Cherry Norton,Social Affairs Editor
Friday 15 September 2000 00:00 BST

The Siamese twins Jodie and Mary, who are joined at the abdomen, have a reasonable chance of living for many months - and even a couple of years - if they are not surgically separated, the Court of Appeal was told yesterday.

The Siamese twins Jodie and Mary, who are joined at the abdomen, have a reasonable chance of living for many months - and even a couple of years - if they are not surgically separated, the Court of Appeal was told yesterday.

Simon Taylor, counsel for the twins' parents, told the court that the second medical opinion obtained from doctors at Great Ormond Street Hospital suggested that the five- week-old twins would not necessarily die within the next few months. He warned that the court must be "very careful" on the question of their supposedimminent death. "It can't really be said that left together the twins are certain to die - we just don't know," he said.

The cardiologist from Great Ormond Street Hospital said the chances that the children would survive beyond the six months previously envisaged were now greater than 20 per cent. One surgeon also believed the twins might live for many months, or even a few years, but were unlikely to survive for any longer than that.

"I'm aware that that raises a horrible spectre of survival going into years - God knows how many years, but it exists," Mr Taylor said.

In the first medical opinion given to the court, doctors from St Mary's Hospital, Manchester, where the twins were born and are being looked after, said there was an 80 to 90 per cent chance that if they remained joined both would die within three to six months. At the same time, it is understood that any surgical separation would mean certain death for Mary, the weaker of the twins.

The girls' parents, who are devout Roman Catholics from a Mediterranean country and who came to Britain to give their children the best possible chance of survival, are opposed to separating the twins because they believe it is "not God's will". They say they want nature to take its course.

Later, in an unprecedented move, Cormac MurphyO'Connor, the Archbishop of Westminster, gave a written submission to the court. He said that to save the life of Jodie at the expense of the weaker Mary "should be regarded as morally impermissible."

The archbishop, the leader of Roman Catholics in England and Wales, said the family should be allowed to leave the country and take up an offer of care in Italy if they so wished.

He said his argument came from the belief "that God has given to humankind the gift of life and ... it is to be revered and cherished". He added: "Though the duty to preserve life is a serious duty, no such duty exists when the only available means of preserving life involves a grave injustice." The ends would not justify the means, he argued, adding that any attempt to separate the twins would constitute a dangerous precedent in English case law.

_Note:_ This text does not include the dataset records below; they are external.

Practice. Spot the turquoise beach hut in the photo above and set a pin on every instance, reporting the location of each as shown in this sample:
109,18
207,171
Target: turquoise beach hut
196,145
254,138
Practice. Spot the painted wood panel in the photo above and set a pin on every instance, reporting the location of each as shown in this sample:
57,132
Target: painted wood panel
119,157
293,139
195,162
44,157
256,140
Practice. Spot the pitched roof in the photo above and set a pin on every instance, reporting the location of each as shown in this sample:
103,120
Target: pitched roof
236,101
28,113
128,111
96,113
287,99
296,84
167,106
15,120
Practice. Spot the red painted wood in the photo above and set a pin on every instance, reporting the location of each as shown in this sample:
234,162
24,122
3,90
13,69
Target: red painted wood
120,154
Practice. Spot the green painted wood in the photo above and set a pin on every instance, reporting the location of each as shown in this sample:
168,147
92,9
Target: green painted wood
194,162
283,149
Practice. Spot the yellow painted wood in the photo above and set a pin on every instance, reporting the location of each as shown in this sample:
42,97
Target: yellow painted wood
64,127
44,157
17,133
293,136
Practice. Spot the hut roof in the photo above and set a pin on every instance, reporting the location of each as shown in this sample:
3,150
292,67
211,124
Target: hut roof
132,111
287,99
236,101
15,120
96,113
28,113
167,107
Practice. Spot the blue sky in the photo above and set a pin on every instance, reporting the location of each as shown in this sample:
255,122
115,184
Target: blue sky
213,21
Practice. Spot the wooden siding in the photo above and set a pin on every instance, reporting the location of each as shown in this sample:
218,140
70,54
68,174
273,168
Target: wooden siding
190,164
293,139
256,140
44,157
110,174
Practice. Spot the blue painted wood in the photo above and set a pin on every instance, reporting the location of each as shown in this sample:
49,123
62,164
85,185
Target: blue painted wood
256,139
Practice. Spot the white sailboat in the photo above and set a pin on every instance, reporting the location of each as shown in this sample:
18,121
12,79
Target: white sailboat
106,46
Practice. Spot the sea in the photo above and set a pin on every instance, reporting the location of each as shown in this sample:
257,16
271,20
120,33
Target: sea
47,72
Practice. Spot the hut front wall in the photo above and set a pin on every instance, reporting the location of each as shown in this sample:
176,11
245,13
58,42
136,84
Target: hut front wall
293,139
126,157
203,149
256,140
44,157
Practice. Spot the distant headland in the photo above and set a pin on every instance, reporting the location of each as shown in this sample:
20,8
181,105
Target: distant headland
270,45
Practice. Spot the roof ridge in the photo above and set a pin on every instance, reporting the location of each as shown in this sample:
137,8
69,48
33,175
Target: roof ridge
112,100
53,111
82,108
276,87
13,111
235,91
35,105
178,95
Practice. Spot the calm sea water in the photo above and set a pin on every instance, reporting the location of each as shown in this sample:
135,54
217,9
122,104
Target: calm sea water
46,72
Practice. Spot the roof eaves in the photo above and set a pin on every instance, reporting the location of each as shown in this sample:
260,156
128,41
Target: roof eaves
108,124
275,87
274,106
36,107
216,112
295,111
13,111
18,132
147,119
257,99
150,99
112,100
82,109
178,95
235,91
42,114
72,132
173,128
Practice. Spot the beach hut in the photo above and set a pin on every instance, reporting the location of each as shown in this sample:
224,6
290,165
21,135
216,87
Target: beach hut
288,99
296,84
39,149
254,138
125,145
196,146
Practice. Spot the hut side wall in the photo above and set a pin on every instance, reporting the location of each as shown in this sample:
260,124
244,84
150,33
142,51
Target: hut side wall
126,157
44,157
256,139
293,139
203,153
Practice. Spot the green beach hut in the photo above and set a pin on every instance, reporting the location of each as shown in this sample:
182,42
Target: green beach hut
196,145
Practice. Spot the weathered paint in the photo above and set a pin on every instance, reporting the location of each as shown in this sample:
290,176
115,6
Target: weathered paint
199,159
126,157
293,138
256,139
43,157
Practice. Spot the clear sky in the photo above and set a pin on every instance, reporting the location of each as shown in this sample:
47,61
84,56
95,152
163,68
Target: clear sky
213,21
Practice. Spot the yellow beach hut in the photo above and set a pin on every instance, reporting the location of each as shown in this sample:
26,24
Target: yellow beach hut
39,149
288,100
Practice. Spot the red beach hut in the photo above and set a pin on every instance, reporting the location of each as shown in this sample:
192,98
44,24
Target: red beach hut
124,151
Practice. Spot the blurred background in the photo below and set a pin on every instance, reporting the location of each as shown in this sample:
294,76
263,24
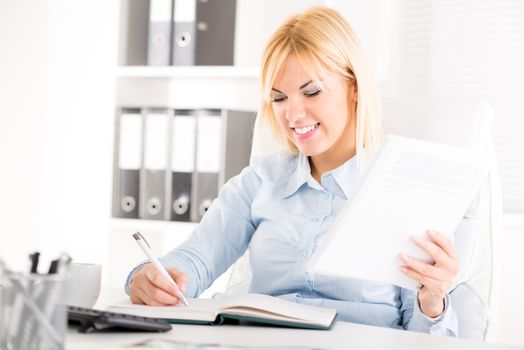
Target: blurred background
67,66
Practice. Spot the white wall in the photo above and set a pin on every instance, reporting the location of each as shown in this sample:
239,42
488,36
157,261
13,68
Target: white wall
56,91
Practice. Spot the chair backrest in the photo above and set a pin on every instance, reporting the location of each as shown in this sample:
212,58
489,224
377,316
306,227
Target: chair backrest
465,123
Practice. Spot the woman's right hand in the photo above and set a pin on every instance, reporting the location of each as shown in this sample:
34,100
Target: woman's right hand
149,287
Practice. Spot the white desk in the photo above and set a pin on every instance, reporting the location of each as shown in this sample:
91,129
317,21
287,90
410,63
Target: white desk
341,336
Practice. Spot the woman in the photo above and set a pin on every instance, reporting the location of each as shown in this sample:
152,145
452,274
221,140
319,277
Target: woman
320,101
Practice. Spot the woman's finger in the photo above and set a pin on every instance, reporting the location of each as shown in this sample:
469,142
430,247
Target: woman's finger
443,242
428,270
160,281
439,256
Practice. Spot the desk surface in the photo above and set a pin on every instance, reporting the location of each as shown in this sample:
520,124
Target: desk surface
341,336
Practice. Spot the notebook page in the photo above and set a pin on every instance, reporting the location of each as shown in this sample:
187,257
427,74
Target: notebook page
198,310
259,305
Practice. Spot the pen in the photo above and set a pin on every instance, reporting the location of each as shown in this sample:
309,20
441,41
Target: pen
147,250
34,262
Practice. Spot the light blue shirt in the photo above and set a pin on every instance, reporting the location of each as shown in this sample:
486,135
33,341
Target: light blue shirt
278,211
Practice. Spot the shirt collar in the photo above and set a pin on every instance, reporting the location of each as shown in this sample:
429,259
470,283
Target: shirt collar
346,177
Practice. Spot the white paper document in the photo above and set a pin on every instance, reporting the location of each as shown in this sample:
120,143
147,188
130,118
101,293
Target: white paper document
411,186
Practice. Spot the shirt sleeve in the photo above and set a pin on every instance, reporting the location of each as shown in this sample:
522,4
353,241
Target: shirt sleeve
414,319
219,240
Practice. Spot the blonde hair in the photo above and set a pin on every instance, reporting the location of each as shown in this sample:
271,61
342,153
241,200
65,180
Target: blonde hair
321,38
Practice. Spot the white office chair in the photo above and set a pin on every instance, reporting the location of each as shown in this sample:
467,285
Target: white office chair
461,123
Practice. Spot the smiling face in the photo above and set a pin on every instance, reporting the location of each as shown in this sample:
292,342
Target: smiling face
318,120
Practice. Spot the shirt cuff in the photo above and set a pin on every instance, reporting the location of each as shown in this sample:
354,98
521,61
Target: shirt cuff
445,324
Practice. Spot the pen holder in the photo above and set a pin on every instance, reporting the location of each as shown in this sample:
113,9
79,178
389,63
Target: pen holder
32,311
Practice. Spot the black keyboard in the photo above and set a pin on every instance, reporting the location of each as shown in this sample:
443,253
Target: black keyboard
92,320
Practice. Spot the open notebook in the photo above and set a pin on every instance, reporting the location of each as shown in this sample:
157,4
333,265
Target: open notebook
249,307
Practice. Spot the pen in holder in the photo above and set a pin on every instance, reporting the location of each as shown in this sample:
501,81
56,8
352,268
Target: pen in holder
33,313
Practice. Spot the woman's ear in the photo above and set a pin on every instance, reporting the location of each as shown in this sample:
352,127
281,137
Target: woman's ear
353,90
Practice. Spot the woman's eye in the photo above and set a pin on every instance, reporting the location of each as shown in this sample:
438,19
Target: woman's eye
278,98
312,93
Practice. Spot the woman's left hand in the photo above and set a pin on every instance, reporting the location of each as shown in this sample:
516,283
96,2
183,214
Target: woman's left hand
435,279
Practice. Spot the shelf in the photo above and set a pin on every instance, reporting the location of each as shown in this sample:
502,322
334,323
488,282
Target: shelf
162,225
205,72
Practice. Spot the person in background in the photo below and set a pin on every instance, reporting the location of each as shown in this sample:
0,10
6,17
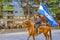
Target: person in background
37,22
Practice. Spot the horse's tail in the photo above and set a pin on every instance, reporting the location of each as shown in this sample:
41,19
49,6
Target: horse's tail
50,35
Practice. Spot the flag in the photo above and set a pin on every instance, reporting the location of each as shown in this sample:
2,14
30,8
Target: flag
42,10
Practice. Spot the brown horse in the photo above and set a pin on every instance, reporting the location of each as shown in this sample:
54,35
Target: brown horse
42,29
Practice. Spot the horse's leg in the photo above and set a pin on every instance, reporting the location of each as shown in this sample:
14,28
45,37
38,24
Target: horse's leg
28,37
33,37
46,36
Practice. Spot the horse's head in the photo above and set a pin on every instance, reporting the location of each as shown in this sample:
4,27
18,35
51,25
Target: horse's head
27,23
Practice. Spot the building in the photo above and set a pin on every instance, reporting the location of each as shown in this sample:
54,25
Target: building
12,13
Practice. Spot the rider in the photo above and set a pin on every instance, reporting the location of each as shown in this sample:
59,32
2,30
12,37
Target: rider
37,22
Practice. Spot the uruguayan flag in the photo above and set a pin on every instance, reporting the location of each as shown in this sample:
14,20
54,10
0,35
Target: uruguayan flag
42,10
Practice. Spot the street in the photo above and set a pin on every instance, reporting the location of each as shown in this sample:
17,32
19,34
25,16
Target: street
22,35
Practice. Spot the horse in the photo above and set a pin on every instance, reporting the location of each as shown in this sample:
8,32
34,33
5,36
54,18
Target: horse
42,29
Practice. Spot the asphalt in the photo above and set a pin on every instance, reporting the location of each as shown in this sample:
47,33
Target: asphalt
23,34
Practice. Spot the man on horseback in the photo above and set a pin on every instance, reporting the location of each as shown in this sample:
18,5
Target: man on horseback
37,22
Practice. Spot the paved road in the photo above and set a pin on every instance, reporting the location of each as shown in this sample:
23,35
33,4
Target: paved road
22,35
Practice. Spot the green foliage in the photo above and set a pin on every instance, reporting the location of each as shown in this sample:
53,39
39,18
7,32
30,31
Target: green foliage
8,7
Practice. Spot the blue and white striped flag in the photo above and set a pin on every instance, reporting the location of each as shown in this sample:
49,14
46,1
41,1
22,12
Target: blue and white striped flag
42,10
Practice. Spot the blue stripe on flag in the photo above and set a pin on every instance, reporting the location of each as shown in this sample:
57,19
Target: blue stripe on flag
42,10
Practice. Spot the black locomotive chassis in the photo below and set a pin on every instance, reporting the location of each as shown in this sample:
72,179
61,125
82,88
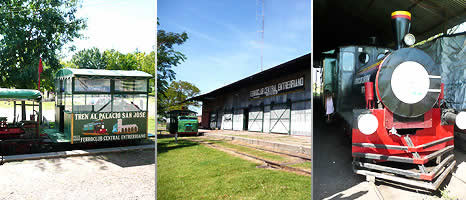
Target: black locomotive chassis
413,178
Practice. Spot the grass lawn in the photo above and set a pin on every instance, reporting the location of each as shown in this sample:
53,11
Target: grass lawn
188,170
250,151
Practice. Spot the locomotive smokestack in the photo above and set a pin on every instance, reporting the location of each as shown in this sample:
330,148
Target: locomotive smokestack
401,22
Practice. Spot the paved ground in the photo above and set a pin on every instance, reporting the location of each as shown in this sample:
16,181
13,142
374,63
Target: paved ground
334,178
271,137
127,175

His submission said it was unreasonable to seek to justify the ending of a life on the basis that the life in question might "lack value or worth so that he or she would be better off dead".

The "natural authority" of the parents should be respected. He added that they had "simply adopted the only position they felt was consistent with their consciences and with their love for both children".

At the end of submissions, Lord Justice Ward, one of three senior judges hearing the case, said the court expected to give a ruling at the end of next week. "I don't want to give a decision at the moment because I'm not sure what it is."

The court was told that the "unviable", weaker twin, Mary, was growing at the expense of her stronger sister, Jodie. Lord Justice Ward said the court should be kept informed of any significant changes in the twins' condition.

He refused to grant an order to prohibit the twins' parents from leaving the country and said they had shown an "attitude of responsibility".